第三話
屋敷に帰ったライラは、余りに早い帰宅をグレーテに心配されてしまう始末であった。
しかしその心配を払拭する元気もなく、お土産を押し付けるように渡して、ライラは早々と部屋で休むことにした。
明日にはノルト公爵の屋敷へ出発するのだ。いつまでもグダグダしていられない。
(今度はエリオスも一緒なんだし……)
あの想いは、きっと「よくないもの」だ。
どんな種類の想いだろうと蓋をして、心の奥底に沈めなければならないもの。
だから忘れる。もう考えない。
そう深く心に誓ったライラは、夕食まで一休みしようと寝台に横たわり、眠りの世界へ沈んでいった。

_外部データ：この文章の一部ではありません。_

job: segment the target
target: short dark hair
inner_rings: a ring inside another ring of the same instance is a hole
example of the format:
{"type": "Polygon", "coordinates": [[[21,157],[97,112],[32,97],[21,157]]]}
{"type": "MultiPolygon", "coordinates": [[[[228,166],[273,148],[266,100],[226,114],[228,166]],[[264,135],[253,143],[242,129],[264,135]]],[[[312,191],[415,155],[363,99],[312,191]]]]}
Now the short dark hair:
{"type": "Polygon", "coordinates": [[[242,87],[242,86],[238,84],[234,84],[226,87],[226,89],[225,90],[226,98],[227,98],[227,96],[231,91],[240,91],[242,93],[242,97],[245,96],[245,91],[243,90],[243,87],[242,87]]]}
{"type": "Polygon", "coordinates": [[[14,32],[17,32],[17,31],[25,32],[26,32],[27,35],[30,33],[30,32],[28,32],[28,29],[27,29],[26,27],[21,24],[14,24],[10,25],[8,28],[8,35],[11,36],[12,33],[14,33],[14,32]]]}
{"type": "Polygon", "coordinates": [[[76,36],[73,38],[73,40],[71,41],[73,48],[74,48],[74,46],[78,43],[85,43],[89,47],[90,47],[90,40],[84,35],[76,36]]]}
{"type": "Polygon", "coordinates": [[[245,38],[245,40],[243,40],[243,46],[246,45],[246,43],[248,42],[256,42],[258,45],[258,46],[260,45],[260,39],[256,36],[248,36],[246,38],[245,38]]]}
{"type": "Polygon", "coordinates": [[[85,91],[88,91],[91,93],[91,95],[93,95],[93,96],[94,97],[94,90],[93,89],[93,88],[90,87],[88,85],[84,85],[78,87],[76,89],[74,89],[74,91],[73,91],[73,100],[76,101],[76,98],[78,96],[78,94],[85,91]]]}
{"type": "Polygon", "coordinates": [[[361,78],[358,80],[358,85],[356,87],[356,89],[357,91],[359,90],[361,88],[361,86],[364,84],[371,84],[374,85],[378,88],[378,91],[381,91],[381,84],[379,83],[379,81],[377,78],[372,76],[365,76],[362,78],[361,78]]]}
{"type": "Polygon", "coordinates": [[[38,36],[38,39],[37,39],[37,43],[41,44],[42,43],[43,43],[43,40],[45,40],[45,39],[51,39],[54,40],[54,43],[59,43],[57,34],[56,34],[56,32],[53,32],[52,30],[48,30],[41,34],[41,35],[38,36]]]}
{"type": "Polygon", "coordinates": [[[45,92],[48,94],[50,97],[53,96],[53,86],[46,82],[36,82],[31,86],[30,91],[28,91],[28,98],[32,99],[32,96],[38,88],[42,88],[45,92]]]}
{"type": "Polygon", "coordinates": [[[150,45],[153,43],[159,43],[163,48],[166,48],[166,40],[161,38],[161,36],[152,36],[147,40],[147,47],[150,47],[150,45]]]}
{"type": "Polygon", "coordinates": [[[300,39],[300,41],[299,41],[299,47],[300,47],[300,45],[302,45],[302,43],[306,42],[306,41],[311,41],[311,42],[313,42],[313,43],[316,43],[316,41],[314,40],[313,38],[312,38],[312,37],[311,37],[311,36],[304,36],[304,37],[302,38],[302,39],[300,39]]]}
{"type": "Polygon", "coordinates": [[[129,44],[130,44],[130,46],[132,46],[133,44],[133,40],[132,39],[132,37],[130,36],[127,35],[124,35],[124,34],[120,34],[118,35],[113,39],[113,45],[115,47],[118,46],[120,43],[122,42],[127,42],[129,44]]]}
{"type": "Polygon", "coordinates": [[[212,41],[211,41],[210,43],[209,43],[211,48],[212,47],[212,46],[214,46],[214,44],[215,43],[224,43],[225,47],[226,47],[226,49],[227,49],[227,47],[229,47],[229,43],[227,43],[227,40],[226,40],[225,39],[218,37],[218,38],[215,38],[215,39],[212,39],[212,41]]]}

その後、エリオスの帰宅の報せに併せて用意された夕食を食べ、ライラは部屋で明日の用意を行っていた。ほとんどはグレーテが終わらせているが、「持っていくのはダメです」と言われたものなんかを追加するためである。
そんな時、扉をコンコンとノックする人物があった。
「はい?」
「姉上、私です。昼間のことで、少しお話が。入ってよろしいですね?」
「う、うん……」
質問だが質問ではない、その反論を許さない強い語調に、部屋に入ってきたエリオスの怒りが透けて見えた。
――ああ、これはお説教だな。
ライラは瞬時に悟った。
「この本に見覚えは?」
いつにも増して淡々と放たれた言葉に込められた怒りは、半端ではない。ライラは思わず目線を反らしてしまった。
「あ、あります……」
「そうですか。では、先に言っておきましょう。今日のことは最初から分かっていました。昨夜、偶然に姉上とグレーテの会話を聞きましたので」
「え?」
エリオスの思わぬ言葉に、ライラは伏せていた顔を上げてその顔を見た。
「姉上に王都は窮屈でしょうから、本屋くらいなら出歩いてもいいだろうと判断したのです」
「そ、そう。それなら、何で……」
何で怒ってるの。
そう言おうとして、ライラはハッとした。今日、自分が行った場所は本屋だけではない。
「もうお分かりですね? ――さあ姉上、何故あのようなところに行かれたのです。あの店は大公領にまで名が知れ渡ってはいない。誰かに教わりましたね?」
「ええと、それは……」
全てを言うべきか、ライラは悩んだ。
本とお菓子は御者からエリオスに渡してもらうようにしたが、歓楽街に行った言い訳を考えることを忘れていたのだ。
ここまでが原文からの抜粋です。